Paul G. Richardson, MD: Ajai, if I may, just to be a little careful there because what we have for combinations is pomalidomide, Revlimid, and bortezomib. We actually don't have data yet on carfilzomib with daratumumab.
Ajai Chari, MD: That will be coming shortly.
Keith Stewart, MB, CHB: We need to find the doses probably.
Paul G. Richardson, MD: My only caution is activated endothelium expresses CD38, and knowing what we know about vascular toxicity, just be a little bit careful about that. But having said that, I completely agree, Ajai. I think if you've got someone who's in trouble, a combinatorial approach would be very rational with phase II data to support it, yeah.
Keith Stewart, MB, CHB: Where is it going? Where are we seeing daratumumab in the next two to three years? Jatin?
Jatin J. Shah, MD: So I think we're looking forward to the phase III data, and that's going to really help guide us in terms of how we best…
Keith Stewart, MB, CHB: This is an up-front trial or a first relapse, or both?
Jatin J. Shah, MD: So I think there were trials both in newly-diagnosed myeloma as well as in relapsed myeloma, both in combination with Velcade as well as Revlimid. I think we really need good randomized phase III data just because we have other options now with carfilzomib, ixazomib, elotuzumab, and panobinostat in randomized phase III trials. So I think we need randomized phase II trials for daratumumab before it moves farther up-front. Elotuzumab, I think, is very active and it will move there. I think we need that in the short term before I think we move forward with that and daratumumab.
Sagar Lonial, MD: But I think if you're practically talking about a four-drug induction regimen, which I suspect we're all moving there now, that there's almost universal agreement, that three is a standard, the fourth drug is probably going to be an antibody.
Paul G. Richardson, MD: I agree.
Sagar Lonial, MD: Because it's just so easy to add.
Paul G. Richardson, MD: I agree. I think the other one would be an HDAC inhibitor.
Jatin J. Shah, MD: Exactly. Because we have very compelling data already right now with HDAC inhibitors having 50% CR rates at four cycles and similar MRD rates at four cycles. So I think we still have to look at that as well.

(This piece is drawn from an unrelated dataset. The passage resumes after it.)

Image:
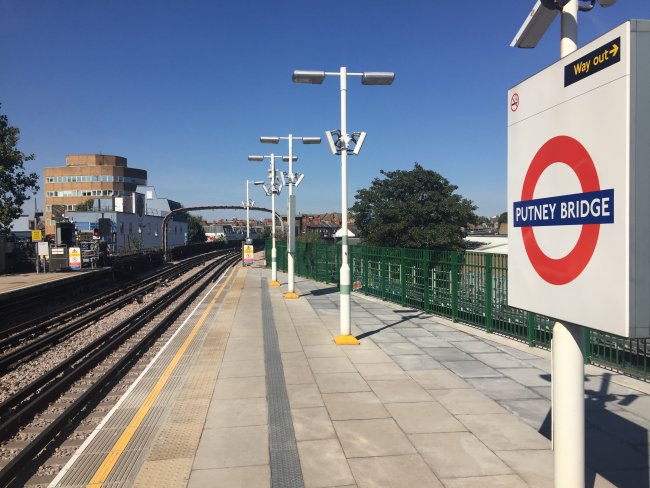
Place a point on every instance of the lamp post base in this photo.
(346, 340)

Keith Stewart, MB, CHB: Yeah. So daratumumab we see moving earlier into the treatment of myeloma with combinations. And then we're going to have to decide which of the antibodies we're going to use. And whether we'll sequence them.
Paul G. Richardson, MD: And again, I don't see this as a zero-sum game. I think there's going to be a clear place for elotuzumab. It's well tolerated and it's got the short infusion time. And practically speaking, daratumumab a six-hour infusion. I think the subcutaneous initiative is really interesting. If that pays off, that will also make daratumumab a very convenient antibody to give.